In his wisdom, God has left us with his Word.  Modern religious thinking is always looking for some kind of spiritual experience, not an old historical book.  But God knows what he is doing!  For the Bible is not only a historical book.  It is his powerful, penetrating Word.  It is his Word that works in our hearts as we hear it in worship and preaching, read it at home, study it here with one another, and remind each other of it at home.  It is God’s Word that delivers the blood-bought forgiveness of Jesus on the cross into your heart and the hearts of all who believe in Jesus as their Savior and Lord.

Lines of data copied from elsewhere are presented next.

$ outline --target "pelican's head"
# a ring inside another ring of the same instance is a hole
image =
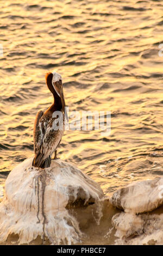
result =
[[[60,98],[62,109],[68,121],[68,116],[66,112],[66,104],[64,95],[62,77],[59,74],[54,71],[52,73],[47,73],[46,76],[46,83],[50,91],[55,95],[55,92]],[[56,95],[56,96],[57,96]],[[54,96],[55,98],[55,96]]]

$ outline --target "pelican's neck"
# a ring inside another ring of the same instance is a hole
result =
[[[54,93],[53,93],[53,95],[54,97],[54,102],[53,106],[54,106],[55,110],[60,111],[62,109],[62,107],[61,98],[59,97],[59,96],[58,96],[55,92]]]

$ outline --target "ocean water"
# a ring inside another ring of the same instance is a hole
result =
[[[0,1],[0,197],[9,172],[33,155],[53,70],[70,111],[111,114],[109,135],[66,131],[58,157],[106,195],[162,175],[162,26],[161,1]]]

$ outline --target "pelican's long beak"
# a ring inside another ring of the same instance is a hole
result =
[[[61,99],[63,111],[66,116],[66,120],[68,122],[68,118],[67,112],[66,107],[62,81],[59,80],[59,81],[55,82],[55,83],[53,82],[53,85],[54,86],[54,88],[55,89],[56,93]]]

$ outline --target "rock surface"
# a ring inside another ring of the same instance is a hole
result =
[[[147,212],[163,203],[163,178],[131,184],[116,191],[110,200],[115,207],[126,212]]]
[[[163,178],[131,184],[116,191],[110,202],[124,210],[112,218],[115,244],[163,245],[163,206],[157,209],[163,203]]]
[[[162,212],[163,209],[162,209]],[[163,214],[133,214],[121,212],[112,218],[118,237],[116,245],[163,245]]]
[[[63,161],[52,161],[42,170],[32,167],[32,160],[20,163],[5,181],[0,204],[0,243],[79,242],[79,223],[67,209],[98,202],[104,196],[102,189]]]

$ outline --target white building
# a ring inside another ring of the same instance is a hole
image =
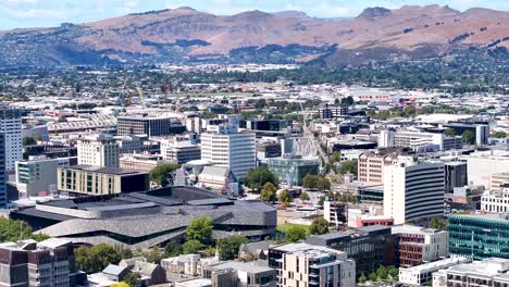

The Word that has worked in your heart also has the power to work in the hearts of others.  Look at God’s Word work throughout history!  Look at the thousands of souls who were brought to faith in Jesus on Pentecost Day some 2,000 years ago.  Look at the power of God’s Word to bring Martin Luther to the correct understanding of the gospel when the church of his day had all but abandoned the gospel.  The Word that has worked faith in the past does the same today.  Your words of witness to others brings them the Word they need to hear for faith and salvation.  As Paul wrote in Romans (and as we often sing just before the Gospel reading), “Faith comes from hearing the message, and the message is heard through the Word of Christ” (Romans 10:17).  So speak your words of witness to your neighbor who attends church just twice a year, your associate at work whose curiosity is piqued by your faith, your long-time friend or family member who has drifted away from God, or whomever God places in your path.  Speak your words of witness to others, because those words matter!


Today we have continued our stewardship sermon series.  But today is also called Saints Triumphant Sunday.  The other Bible readings you heard in today’s service put us in mind of Christ’s gathered believers in heaven, enjoying the perfect peace that Jesus’ sacrifice for sin and victory over death have given us.  There is only one way to be in that group of gathered believers—and that is to believe.  And there is only one way to receive that faith.  “Faith comes from hearing the message, and the message is heard through the Word of Christ.”  So speak your words of prayer for others that God give them the courage to share his Word.  And speak your words of witness to others, knowing that God will use his Word which you share to get his work done.  After all, those words matter!  Amen.